So now a receiver is forced to process an atomic datagram even if there are
overlapping fragments already there on the fragmentation queue.

NEW ATTACK VECTOR
---------------------------------
T"0   A to B:    v6-dgram --->

T"1  E to A:    ICMPv6 Too Big (MTU<1280)

T"2  A to B:     switch to v6-atomic-fragment, ID=X, Offset=0
T"2a B:           deliver A's datagram to ULP

T"3  E to B:     blind-inserted overlapping v6-atomic-fragment, ID=X,
Offset=0
T"3a B:           deliver E's overlapping datagram to ULP

T"4:  B:           TCP attack mitigated by RFC 5722 looks possible again
[see Note 3].

Conclusion
---------------
There's an interesting table in the draft showing which sending stacks can
be tricked into switching to v6-atomic-fragments and which receiving ones
can be tricked into dropping them due to fragment overlap.  Another way of
looking at this table is that a lot of stacks need to be less predictable
and more suspicious of spoofing traffic.  The present draft is
pragmatic/empirical and is interested in fixing a problem that exists (it
can be brought on).  But I wonder if it would be better to embed the
discussion of atomic fragments and fragment overlap in a larger picture, a
collected set of best practices against spoofers (of ICMPv6, of IPv6
fragments or otherwise).  In the larger context, I agree that what's in
this draft has a part - on its own, not sure it stands.

Notes
---------
[1] (Digression) I'd love to call for a Law of Kludges that says that if
you are gatewaying two protocols, the one that is older should always be
the one that graciously accepts the kludges; I'm not deeply enough into
this all to understand why the gateway's IPv4 side needs the IPv6 side to
supply it with a Fragmentation header - why it couldn't create fragments
into IPv4 independent of the original IPv6?

[2] To a point problem...

[3] In RFC 5722, the crux of why B has to drop overlapping IPv6 fragments
is these paragraphs:

   The TCP header has the following values of the flags: S(YN)=1 and
   A(CK)=1.  This may make an inspecting stateful firewall think that it
   is a response packet for a connection request initiated from the
   trusted side of the firewall.  Hence, it will allow the fragment to
   pass.  It will also allow the following fragments with the same
   Fragment Identification value in the fragment header to pass through.

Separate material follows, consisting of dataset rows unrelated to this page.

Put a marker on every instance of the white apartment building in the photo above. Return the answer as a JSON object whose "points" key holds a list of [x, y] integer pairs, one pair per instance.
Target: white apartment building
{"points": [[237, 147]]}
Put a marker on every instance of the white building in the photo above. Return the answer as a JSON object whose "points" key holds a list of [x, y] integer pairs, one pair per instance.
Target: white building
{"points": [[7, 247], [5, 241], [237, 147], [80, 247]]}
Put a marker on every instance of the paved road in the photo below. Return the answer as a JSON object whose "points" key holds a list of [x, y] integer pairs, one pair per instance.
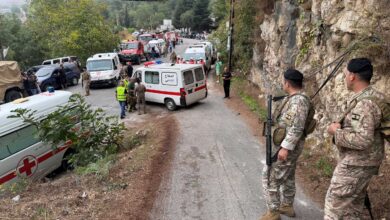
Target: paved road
{"points": [[217, 164], [105, 97], [216, 169]]}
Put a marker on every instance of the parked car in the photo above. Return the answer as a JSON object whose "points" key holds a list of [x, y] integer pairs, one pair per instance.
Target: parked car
{"points": [[173, 85], [47, 76], [68, 59], [132, 51], [34, 69], [11, 83], [22, 153]]}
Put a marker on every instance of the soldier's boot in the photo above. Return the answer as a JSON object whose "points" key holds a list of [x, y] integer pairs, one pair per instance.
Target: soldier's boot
{"points": [[271, 215], [287, 210]]}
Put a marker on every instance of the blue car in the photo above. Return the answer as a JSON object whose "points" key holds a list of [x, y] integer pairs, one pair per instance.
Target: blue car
{"points": [[47, 76]]}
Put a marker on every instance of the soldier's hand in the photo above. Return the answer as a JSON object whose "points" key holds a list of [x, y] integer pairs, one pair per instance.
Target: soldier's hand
{"points": [[333, 127], [283, 153]]}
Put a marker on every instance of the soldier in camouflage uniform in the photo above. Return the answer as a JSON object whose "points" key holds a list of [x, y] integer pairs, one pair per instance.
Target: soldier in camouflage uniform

   A malicious node can form a second fragment with a TCP header that
   changes the flags and sets S(YN)=1 and A(CK)=0.  This can change the
   packet on the receiving end to consider the packet as a connection
   request instead of a response.  By doing this, the malicious node has
   bypassed the firewall's access control to initiate a connection
   request to a node protected by a firewall.